Question 9: Using the dataset below, calculate the slope and intercept using the formulas. Then predict the score for x=8.
| x | 2 | 4 | 6 | 8 |
|---|---|---|---|---|
| y | 60 | 65 | 72 | 80 |
Means: \(\bar{x}=6\), \(\bar{y}=73.7\).
SDs: \(s_x=3.42\), \(s_y=13.3\).
Correlation \(r \approx 0.99\).
Question 10. Using the regression line from Q9, predict the score for a student who studies 8 hours.
Question 11. For a student who studied 5 hours and scored 72, calculate the residual.
Question 12. Interpret the slope and intercept in the context of this dataset.

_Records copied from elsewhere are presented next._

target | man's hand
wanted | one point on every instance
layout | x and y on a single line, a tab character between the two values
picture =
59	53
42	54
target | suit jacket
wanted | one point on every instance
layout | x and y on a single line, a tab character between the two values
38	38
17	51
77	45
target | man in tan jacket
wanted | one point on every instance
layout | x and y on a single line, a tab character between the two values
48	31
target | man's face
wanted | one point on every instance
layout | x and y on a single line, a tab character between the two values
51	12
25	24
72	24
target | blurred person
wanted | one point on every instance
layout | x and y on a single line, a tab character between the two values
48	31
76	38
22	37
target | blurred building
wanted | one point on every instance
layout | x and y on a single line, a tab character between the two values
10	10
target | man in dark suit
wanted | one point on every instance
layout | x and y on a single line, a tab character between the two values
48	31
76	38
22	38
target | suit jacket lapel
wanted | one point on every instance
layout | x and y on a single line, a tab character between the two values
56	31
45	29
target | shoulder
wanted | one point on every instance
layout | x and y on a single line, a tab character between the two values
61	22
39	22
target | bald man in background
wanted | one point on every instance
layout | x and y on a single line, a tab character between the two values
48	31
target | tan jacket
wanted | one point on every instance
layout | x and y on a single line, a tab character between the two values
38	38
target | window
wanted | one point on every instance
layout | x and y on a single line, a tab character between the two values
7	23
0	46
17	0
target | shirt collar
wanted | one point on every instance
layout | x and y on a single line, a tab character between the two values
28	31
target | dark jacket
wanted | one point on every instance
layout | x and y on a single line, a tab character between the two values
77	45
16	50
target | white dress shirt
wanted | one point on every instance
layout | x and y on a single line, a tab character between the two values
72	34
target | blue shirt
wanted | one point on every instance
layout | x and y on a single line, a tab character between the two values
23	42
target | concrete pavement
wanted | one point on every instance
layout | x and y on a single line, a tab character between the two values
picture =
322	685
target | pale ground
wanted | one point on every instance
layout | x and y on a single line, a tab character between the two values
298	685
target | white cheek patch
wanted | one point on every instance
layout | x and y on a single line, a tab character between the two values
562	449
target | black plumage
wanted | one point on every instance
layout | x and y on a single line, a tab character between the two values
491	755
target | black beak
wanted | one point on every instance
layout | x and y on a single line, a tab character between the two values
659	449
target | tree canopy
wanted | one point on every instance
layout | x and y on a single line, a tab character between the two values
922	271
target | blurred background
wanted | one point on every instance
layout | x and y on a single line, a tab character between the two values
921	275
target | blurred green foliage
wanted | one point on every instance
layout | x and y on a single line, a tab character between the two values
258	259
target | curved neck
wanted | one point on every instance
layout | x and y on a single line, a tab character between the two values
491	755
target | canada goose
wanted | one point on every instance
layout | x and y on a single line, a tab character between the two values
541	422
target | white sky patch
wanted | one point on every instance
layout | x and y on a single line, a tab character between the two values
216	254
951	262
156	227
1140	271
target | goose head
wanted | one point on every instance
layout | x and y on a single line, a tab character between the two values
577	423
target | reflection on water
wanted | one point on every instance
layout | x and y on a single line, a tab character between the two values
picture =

Answer 1: Five-number summary: Min=52, Q1=61, Median=66.5, Q3=73.5, Max=85. Boxplot shows slight right skew.
Answer 2: Histogram shows approximately symmetric distribution.
Answer 3: (a) categorical, (b) numerical, (c) categorical, (d) numerical.
Answer 4: (a) 14/60 = 0.233. (b) 10/30 = 0.333.
Answer 5: Histogram shows left-skewed distribution.
Answer 6: Side-by-side bar graphs show Seniors prefer Solo method more than Freshmen.
Answer 7: Dataset B is shifted right compared to A. Boxplots confirm higher median.
Answer 8: Picture A = linear trend, Picture B = nonlinear trend.
Answer 9. Means: \(\bar{x}=6, \bar{y}=73.7, s_x=3.42,
s_y=13.3\). Correlation r≈0.99.
Slope: b1 ≈ 3.89. Intercept: b0 ≈ 50.4.
Answer 10. Prediction for 8 hours: y ≈ 81.5.
Answer 11. Predicted at x=5: y ≈ 69.8. Observed=72, residual=+2.2.
Answer 12. Slope: each additional study hour increases score by ≈3.9 points. Intercept: predicted score ≈50 when hours=0.